I corpi in Currin non sono mai neutrali, portano i segni della storia, dei desideri collettivi, delle ansie culturali. In questo senso, il suo lavoro si unisce a quello di altri artisti americani che hanno esplorato le mitologie nazionali, come Edward Hopper o Cindy Sherman. Ma dove Hopper trovava poesia nella solitudine urbana e Sherman decostruiva gli stereotipi femminili, Currin si confronta direttamente con la questione del piacere visivo e della sua complicità con le strutture di potere.
Ciò che rende l’opera di Currin così potente è la sua capacità di coinvolgerci emotivamente. Si possono detestare i suoi dipinti, considerarli volgari o offensivi, ma non si può restare indifferenti. Suscitano una reazione viscérale che va oltre l’apprezzamento estetico. Ci fanno provare qualcosa, disgusto, desiderio, disagio, fascinazione, e forse questa è la definizione stessa dell’arte che conta.

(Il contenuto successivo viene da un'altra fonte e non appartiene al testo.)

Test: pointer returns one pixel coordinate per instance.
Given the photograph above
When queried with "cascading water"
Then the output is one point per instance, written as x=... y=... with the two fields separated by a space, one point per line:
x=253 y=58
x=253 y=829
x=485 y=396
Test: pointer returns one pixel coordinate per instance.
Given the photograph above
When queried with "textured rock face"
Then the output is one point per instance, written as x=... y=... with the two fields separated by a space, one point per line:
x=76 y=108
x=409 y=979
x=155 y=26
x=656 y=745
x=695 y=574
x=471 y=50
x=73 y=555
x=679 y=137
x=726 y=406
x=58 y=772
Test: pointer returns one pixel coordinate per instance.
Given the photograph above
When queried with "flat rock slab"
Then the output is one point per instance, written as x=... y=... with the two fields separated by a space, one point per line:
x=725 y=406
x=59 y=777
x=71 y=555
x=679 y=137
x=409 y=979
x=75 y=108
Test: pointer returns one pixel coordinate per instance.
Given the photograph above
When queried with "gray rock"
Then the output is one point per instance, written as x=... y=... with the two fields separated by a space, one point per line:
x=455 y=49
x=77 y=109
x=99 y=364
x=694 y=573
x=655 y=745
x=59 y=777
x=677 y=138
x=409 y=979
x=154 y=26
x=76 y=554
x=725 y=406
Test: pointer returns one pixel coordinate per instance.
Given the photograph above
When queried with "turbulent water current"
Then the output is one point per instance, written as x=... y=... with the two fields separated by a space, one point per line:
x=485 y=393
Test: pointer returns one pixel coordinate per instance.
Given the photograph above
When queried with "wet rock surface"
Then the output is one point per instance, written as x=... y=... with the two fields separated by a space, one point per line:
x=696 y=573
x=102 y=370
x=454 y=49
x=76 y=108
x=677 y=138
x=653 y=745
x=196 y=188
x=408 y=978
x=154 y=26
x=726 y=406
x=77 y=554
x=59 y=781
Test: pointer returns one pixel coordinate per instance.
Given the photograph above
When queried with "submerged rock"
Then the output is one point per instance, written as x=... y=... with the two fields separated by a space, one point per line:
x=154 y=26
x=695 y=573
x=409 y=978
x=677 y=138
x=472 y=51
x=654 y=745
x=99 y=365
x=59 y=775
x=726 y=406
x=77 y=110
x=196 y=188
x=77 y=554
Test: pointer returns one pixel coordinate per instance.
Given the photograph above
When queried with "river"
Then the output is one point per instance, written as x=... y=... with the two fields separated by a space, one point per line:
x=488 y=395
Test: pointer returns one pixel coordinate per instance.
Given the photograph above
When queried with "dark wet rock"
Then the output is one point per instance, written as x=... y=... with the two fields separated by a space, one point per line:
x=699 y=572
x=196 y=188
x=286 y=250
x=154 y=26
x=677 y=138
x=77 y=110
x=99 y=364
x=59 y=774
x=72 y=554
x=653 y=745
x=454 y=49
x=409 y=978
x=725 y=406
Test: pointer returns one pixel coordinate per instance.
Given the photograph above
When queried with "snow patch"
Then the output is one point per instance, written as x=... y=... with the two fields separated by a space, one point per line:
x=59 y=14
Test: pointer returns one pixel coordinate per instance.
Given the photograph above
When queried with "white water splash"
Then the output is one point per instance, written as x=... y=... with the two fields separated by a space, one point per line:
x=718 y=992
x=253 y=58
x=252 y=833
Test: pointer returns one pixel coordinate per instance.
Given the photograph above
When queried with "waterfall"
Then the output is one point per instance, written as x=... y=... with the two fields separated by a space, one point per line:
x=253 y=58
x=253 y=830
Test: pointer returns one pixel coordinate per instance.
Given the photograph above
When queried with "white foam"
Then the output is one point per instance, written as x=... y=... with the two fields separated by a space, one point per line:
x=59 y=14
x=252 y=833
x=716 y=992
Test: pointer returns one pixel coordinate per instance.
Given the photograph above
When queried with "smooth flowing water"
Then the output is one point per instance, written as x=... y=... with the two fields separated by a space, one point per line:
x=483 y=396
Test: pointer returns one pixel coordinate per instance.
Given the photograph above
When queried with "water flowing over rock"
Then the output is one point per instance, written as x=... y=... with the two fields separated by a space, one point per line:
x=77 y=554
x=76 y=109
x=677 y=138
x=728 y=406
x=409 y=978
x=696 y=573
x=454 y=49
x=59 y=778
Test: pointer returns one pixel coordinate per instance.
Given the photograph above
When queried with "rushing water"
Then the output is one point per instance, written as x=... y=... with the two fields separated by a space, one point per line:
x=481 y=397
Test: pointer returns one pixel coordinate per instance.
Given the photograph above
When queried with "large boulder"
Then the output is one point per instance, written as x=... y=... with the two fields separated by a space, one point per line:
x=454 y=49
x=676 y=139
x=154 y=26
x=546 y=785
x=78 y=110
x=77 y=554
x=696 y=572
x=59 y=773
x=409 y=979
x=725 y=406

Sì, Currin è il Marchese de Sade della pittura, che gode del potere di scandalizzare pur padroneggiando perfettamente i codici che trasgredisce. Ma è anche un osservatore lucido della nostra epoca, un cronista dei fantasmi che strutturano il nostro immaginario collettivo. E in un mondo saturo di immagini levigate e confezionate, questa brutalità onesta è più preziosa che mai.
- Bakhtine, Mikhaïl. Opera di François Rabelais e la cultura popolare nel Medioevo e nel Rinascimento. Gallimard, 1970.
- Sontag, Susan. Riguardo al dolore degli altri. Farrar, Straus and Giroux, 2003.
- Paglia, Camille. Sexual Personae: Arte e decadenza da Nefertiti a Emily Dickinson. Yale University Press, 1990.